Starbucks Coffee v. Sardarbuksh Coffee



Citation: CS (COMM) 1007/2018

Bench: Justice Manmohan

Court: Delhi High Court

Facts:

The Plaintiff, Starbucks, registered their word mark ‘STARBUCKS’ and corresponding logo as a trademark in the year 2001 in India. The Defendants started their company in 2015 with the name ‘Sardarbuksh Coffee & Co''. Sardarbuksh’s logo comprised the face of a turban commander with wavy lines on the sides surrounded by a circular black band. In 2017, the Plaintiff asked the Defendants to change this logo through a letter of demand. In response to this, the Defendant only changed the colour scheme to black and yellow and resumed business. In May 2018, the Defendant commenced operations under the same name. The goods and services provided by the Defendant and the Plaintiff are similar. The entire previous sequence of events culminated in the plaintiff filing a suit against Sardarbuksh in the Hon’ble High Court of Delhi. The Plaintiffs filed a suit against the defendants for infringing their trademark by having a deceptively similar mark.

Issues:

Whether the Defendant’s mark is deceptively similar to that of the Plaintiff’s?

Laws:

Section 2(1)(h) of Section 11 of the Trademarks Act, 1999.

Analysis:

After referring to judgements in the past, the Court set forth various tests to prove deceptive similarity, like the test of likelihood and confusion, goodwill and so on. They relied on the case of National Sewing Thread Co. Ltd. vs. James Chadwick and Bros AIR 1953 SC 357 , where it was held that deceptive similarity could only be determined by stepping into the customer’s shoes under the presumption that he is a man with ordinary intelligence. If the customer feels confusion while differentiating the two brands, they can be deemed deceptively similar.

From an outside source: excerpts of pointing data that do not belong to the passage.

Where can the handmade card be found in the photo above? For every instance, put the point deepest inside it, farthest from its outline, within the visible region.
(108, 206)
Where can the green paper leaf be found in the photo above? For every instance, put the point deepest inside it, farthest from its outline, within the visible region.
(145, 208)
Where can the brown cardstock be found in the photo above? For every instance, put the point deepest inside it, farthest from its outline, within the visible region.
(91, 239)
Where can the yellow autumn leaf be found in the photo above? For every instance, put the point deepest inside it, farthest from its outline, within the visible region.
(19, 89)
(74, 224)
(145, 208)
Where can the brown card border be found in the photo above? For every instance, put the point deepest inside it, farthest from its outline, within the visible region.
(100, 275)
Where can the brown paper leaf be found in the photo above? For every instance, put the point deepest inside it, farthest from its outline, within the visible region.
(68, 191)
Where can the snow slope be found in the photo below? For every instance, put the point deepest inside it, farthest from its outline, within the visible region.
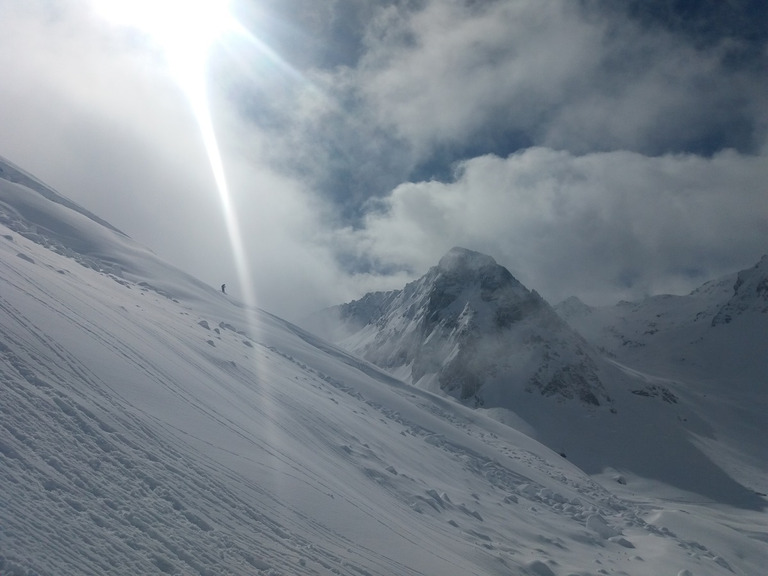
(150, 425)
(470, 330)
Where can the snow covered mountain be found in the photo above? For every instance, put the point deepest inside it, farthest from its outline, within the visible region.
(151, 425)
(469, 328)
(707, 350)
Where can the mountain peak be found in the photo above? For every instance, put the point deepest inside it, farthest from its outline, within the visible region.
(469, 328)
(459, 259)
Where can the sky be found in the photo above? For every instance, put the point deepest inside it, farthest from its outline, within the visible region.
(594, 148)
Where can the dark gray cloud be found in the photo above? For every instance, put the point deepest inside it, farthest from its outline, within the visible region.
(597, 148)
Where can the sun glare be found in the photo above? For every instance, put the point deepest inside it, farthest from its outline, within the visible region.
(185, 31)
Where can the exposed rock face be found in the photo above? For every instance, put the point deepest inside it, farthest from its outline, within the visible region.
(470, 327)
(750, 293)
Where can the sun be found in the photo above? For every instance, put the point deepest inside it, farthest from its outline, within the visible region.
(185, 31)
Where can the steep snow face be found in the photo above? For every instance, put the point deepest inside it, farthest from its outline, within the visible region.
(750, 294)
(706, 351)
(173, 431)
(471, 329)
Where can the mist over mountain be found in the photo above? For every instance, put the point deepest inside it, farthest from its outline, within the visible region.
(150, 424)
(671, 386)
(469, 328)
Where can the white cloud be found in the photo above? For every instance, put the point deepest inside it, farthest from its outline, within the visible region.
(604, 226)
(565, 77)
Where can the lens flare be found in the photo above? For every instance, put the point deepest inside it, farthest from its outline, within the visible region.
(185, 31)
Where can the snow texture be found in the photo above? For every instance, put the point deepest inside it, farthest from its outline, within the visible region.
(151, 425)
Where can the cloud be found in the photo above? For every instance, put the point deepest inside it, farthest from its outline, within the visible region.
(604, 226)
(565, 75)
(587, 151)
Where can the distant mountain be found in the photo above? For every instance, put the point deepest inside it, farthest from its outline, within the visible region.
(471, 329)
(673, 388)
(151, 425)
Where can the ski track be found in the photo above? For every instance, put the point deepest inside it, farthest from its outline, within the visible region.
(114, 485)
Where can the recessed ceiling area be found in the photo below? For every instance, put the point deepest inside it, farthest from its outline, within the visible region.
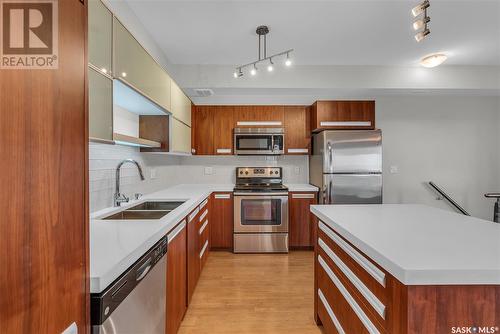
(322, 32)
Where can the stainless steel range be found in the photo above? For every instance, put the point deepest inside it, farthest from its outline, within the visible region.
(260, 211)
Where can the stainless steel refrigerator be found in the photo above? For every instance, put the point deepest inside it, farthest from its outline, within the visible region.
(347, 166)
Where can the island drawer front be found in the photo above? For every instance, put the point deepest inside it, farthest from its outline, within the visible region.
(372, 306)
(347, 310)
(365, 269)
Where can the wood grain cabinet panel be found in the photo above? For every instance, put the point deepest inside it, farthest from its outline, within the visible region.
(176, 280)
(44, 285)
(342, 115)
(203, 130)
(221, 226)
(297, 130)
(301, 219)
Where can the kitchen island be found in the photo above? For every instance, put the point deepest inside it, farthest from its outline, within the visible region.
(405, 269)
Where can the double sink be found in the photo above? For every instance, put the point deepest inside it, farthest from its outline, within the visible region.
(146, 210)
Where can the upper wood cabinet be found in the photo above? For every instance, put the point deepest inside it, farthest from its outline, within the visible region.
(100, 106)
(133, 65)
(259, 116)
(180, 137)
(341, 115)
(203, 130)
(297, 130)
(181, 104)
(100, 40)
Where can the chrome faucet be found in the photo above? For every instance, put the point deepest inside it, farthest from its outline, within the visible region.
(118, 197)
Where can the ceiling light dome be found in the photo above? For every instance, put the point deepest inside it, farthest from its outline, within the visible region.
(433, 60)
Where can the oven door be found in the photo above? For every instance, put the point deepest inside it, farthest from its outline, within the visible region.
(248, 144)
(260, 213)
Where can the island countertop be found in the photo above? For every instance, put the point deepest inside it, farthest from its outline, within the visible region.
(420, 245)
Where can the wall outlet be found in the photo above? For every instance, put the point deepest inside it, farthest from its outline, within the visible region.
(209, 170)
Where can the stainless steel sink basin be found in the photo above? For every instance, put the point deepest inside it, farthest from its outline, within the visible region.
(137, 214)
(157, 205)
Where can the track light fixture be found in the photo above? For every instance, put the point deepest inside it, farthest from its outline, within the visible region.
(423, 21)
(262, 32)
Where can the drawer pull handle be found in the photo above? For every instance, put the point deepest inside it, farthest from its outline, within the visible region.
(204, 249)
(203, 215)
(376, 273)
(303, 195)
(171, 236)
(329, 310)
(203, 228)
(369, 296)
(350, 300)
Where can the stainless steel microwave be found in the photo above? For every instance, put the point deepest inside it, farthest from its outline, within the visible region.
(259, 141)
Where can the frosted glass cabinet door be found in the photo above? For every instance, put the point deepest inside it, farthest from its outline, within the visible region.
(100, 106)
(181, 104)
(180, 137)
(100, 35)
(135, 66)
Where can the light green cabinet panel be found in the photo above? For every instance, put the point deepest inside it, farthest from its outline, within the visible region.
(100, 27)
(135, 66)
(180, 139)
(100, 106)
(181, 104)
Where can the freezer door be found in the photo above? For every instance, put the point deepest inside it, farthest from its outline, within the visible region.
(352, 151)
(352, 189)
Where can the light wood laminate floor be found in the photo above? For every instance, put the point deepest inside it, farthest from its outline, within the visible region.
(254, 293)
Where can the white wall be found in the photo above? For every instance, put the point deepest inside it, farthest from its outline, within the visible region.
(453, 141)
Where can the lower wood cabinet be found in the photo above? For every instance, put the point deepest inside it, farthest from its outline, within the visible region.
(301, 219)
(176, 278)
(221, 229)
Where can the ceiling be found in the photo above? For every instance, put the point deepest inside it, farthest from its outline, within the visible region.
(349, 32)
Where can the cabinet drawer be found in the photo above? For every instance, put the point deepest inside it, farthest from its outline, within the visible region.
(348, 311)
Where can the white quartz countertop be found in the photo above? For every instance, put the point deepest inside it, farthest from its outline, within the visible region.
(116, 244)
(420, 245)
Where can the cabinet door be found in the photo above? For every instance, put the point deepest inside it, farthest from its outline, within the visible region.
(181, 104)
(297, 130)
(255, 116)
(180, 138)
(301, 219)
(100, 39)
(342, 115)
(223, 130)
(203, 130)
(221, 229)
(135, 66)
(100, 106)
(176, 281)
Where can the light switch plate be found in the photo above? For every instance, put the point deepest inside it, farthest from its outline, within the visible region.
(209, 170)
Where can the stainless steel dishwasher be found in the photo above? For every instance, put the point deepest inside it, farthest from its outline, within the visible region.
(136, 301)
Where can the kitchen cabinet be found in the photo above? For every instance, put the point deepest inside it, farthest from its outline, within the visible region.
(176, 277)
(301, 219)
(203, 130)
(133, 65)
(100, 106)
(221, 230)
(297, 130)
(180, 138)
(181, 104)
(341, 115)
(44, 284)
(259, 116)
(224, 122)
(100, 40)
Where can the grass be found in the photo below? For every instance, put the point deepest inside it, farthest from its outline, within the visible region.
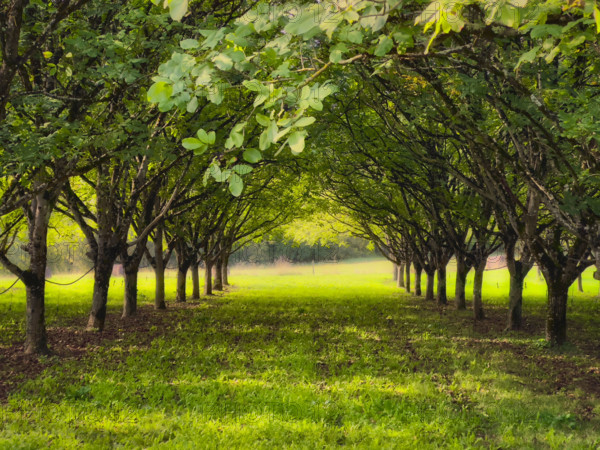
(288, 359)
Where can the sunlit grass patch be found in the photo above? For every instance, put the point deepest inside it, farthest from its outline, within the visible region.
(297, 360)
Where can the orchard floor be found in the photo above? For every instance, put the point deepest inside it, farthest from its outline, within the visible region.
(288, 358)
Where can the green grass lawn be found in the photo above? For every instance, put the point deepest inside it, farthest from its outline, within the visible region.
(288, 358)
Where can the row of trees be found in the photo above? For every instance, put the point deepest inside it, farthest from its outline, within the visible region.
(479, 135)
(80, 141)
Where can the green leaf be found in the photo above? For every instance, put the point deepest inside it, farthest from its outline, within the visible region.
(178, 9)
(236, 185)
(206, 138)
(272, 131)
(302, 23)
(242, 169)
(159, 92)
(296, 142)
(223, 61)
(385, 45)
(540, 31)
(528, 56)
(252, 85)
(263, 141)
(237, 139)
(192, 105)
(304, 122)
(252, 155)
(263, 120)
(188, 44)
(191, 143)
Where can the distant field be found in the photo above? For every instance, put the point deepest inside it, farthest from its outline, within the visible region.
(65, 302)
(288, 359)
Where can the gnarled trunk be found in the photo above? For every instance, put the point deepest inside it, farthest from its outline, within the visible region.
(225, 270)
(400, 275)
(462, 271)
(429, 290)
(159, 270)
(35, 331)
(418, 272)
(556, 318)
(104, 266)
(442, 298)
(518, 270)
(515, 302)
(207, 277)
(181, 281)
(218, 284)
(195, 281)
(478, 313)
(130, 299)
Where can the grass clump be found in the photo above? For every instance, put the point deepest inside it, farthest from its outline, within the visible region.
(287, 359)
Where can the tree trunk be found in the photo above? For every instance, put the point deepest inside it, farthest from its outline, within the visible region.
(224, 270)
(418, 272)
(515, 300)
(102, 274)
(207, 277)
(218, 285)
(442, 298)
(429, 291)
(478, 289)
(159, 270)
(401, 275)
(556, 319)
(36, 341)
(130, 300)
(195, 281)
(518, 270)
(181, 280)
(462, 271)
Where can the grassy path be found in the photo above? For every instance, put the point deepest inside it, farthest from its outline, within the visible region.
(291, 359)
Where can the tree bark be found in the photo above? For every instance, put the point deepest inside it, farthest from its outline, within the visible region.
(35, 278)
(442, 298)
(207, 277)
(159, 270)
(181, 281)
(556, 319)
(418, 272)
(400, 279)
(462, 271)
(195, 281)
(478, 313)
(429, 291)
(515, 301)
(225, 270)
(218, 284)
(408, 276)
(130, 299)
(103, 272)
(518, 270)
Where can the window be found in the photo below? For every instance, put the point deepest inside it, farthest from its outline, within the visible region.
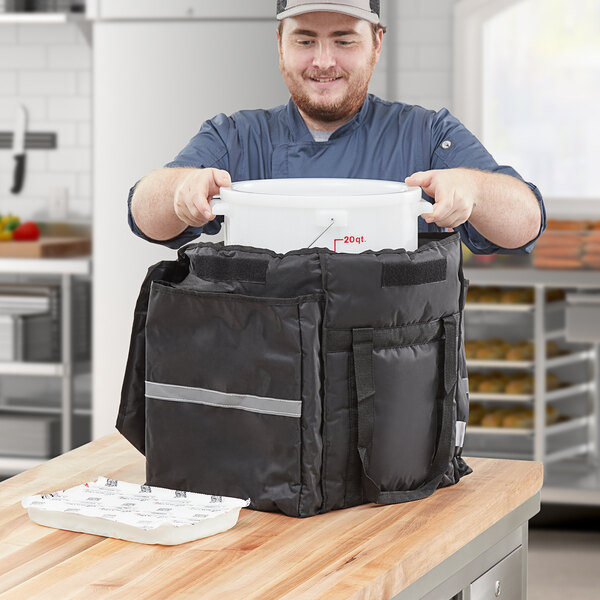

The Court gave the decision in the plaintiff’s favour. It ordered the defendants to change the name of the business from “Sardarbuksh Coffee & Co.” to “Sardarji-Bakhsh Coffee & Co.”. The order was enforced upon twenty of the defendant’s stores in total, all of which had not been opened as of then. The Court, however, permitted the use of the name “Sardarbuksh Coffee & Co.” for two stores that were already operating.

On the 27th of September, 2018, the defendant conceded and changed all of its outlets’ names to "Sardarji-Bakhsh Coffee & Co." It was also held that if a third party were to use the term “Bakhsh”, the defendant would be granted the right to file a suit against such infringement. The suit at hand was thus settled.

Conclusion:

In this case, the understanding and the essence of a trademark was reiterated, that it is a unique factor of identification and distinguishment to a consumer and the business in question. The most significant characteristic of a trademark is the goodwill it garners over its period of usage. ‘Starbucks Coffee v. Sardarbuksh Coffee’ laid down essential guidelines as to when it can be claimed that one trademark is deceptively similar to another and the effect that it can have on the business whose trademark has been infringed.